Most HPC systems now use the
`slurm workload manager <https://slurm.schedmd.com/documentation.html>`_.
Here are some basic commands:

.. code-block:: bash

    salloc -N 1 -t 2:0:0 # interactive job (see machine specific versions below)
    sbatch script # submit a script
    squeue # show all jobs
    squeue -u <my_username> # show only your jobs
    scancel jobID # cancel a job

.. _supported_machines:

Supported Machines
------------------

On each supported machine, users will be able to source a script to activate
the appropriate compass environment and compilers.  Most machines support 2
compilers, each with one or more variants of MPI and the required NetCDF,
pNetCDF and SCORPIO libraries.  These scripts will first load the conda
environment for ``compass``, then it will load modules and set environment
variables that will allow you to build and run the MPAS model.

A table with the full list of supported machines, compilers, MPI variants,
and MPAS-model build commands is found in :ref:`dev_supported_machines` in
the Developer's Guide.  In the links below, we list only the commands needed
to use the default MPI variant for each compiler on each machine.

.. toctree::
   :titlesonly:

   anvil
   badger
   chrysalis
   compy
   cori


.. _other_machines:

Other Machines
--------------

If you are working on an "unknown" machine, you will need to define some of
the config options that would normally be in a machine's config file yourself
in your user config file:

.. code-block:: cfg

    [paths]

    # The root to a location where the mesh_database, initial_condition_database,
    # and bathymetry_database for MPAS-Ocean will be cached
    ocean_database_root = /home/xylar/data/mpas/mpas_standalonedata/mpas-ocean

    # The root to a location where the mesh_database and initial_condition_database
    # for MALI will be cached
    landice_database_root = /home/xylar/data/mpas/mpas_standalonedata/mpas-albany-landice


    # The parallel section describes options related to running tests in parallel
    [parallel]

    # parallel system of execution: slurm or single_node
    system = single_node

    # whether to use mpirun or srun to run the model
    parallel_executable = mpirun -host localhost

    # cores per node on the machine, detected automatically by default
    # cores_per_node = 4

The paths for the MPAS core "databases" can be any emtpy path to begin with.
If the path doesn't exist, ``compass`` will create it.

If you're not working on an HPC machine, you will probably not have multiple
nodes or :ref:`slurm`.  You will probably install
`MPICH <https://www.mpich.org/>`_ or `OpenMPI <https://www.open-mpi.org/>`_,
probably via a
`conda environment <https://docs.conda.io/projects/conda/en/latest/index.html>`_.
In this case, the ``parallel_executable`` is ``mpirun``.

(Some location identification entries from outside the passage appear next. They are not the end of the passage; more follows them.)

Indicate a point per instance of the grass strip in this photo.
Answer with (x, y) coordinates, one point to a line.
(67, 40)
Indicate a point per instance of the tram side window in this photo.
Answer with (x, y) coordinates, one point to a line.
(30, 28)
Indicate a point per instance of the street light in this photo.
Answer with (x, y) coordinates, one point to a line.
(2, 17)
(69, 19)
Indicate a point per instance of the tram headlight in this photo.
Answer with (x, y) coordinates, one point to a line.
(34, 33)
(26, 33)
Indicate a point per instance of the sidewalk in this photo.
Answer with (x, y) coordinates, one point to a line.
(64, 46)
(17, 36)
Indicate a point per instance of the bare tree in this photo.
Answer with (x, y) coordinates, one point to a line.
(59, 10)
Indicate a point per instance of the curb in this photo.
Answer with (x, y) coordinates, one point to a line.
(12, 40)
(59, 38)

To install the `compass` package into a conda environment, you will first need
to install `Miniconda3 <https://docs.conda.io/en/latest/miniconda.html>`_ (if
miniconda is not already installed), then add the
`conda-forge channel <https://conda-forge.org/#about>`_:

.. code-block:: bash

    conda config --add channels conda-forge
    conda config --set channel_priority strict


Then, you will run one of the following three commands, depending on how you
would like to handle MPI support in the conda packages.

MPICH
-----

To create a conda environment called "compass" with MPI from the ``mpich``
package, run:

.. code-block:: bash

    conda create -n compass -c conda-forge -c e3sm/label/compass python=3.9 "compass=*=mpi_mpich*"

This is the recommended default for single-node Linux and OSX machines.

OpenMPI
-------

To create a conda environment called "compass" with MPI from the ``openmpi``
package, run:

.. code-block:: bash

    conda create -n compass -c conda-forge -c e3sm/label/compass python=3.9 "compass=*=mpi_openmpi*"

No MPI from conda-forge
-----------------------

To create a conda environment called "compass" without any MPI package from
conda-forge, run:

.. code-block:: bash

    conda create -n compass -c conda-forge -c e3sm/label/compass python=3.9 "compass=*=nompi*"

This would be the starting point for working with ``compass`` on an unknown
HPC machine.  From there, you would also need to load modules and set
environment variables so that MPAS components can be built with system NetCDF,
pNetCDF and SCORPIO. This will likely require working with an MPAS developer.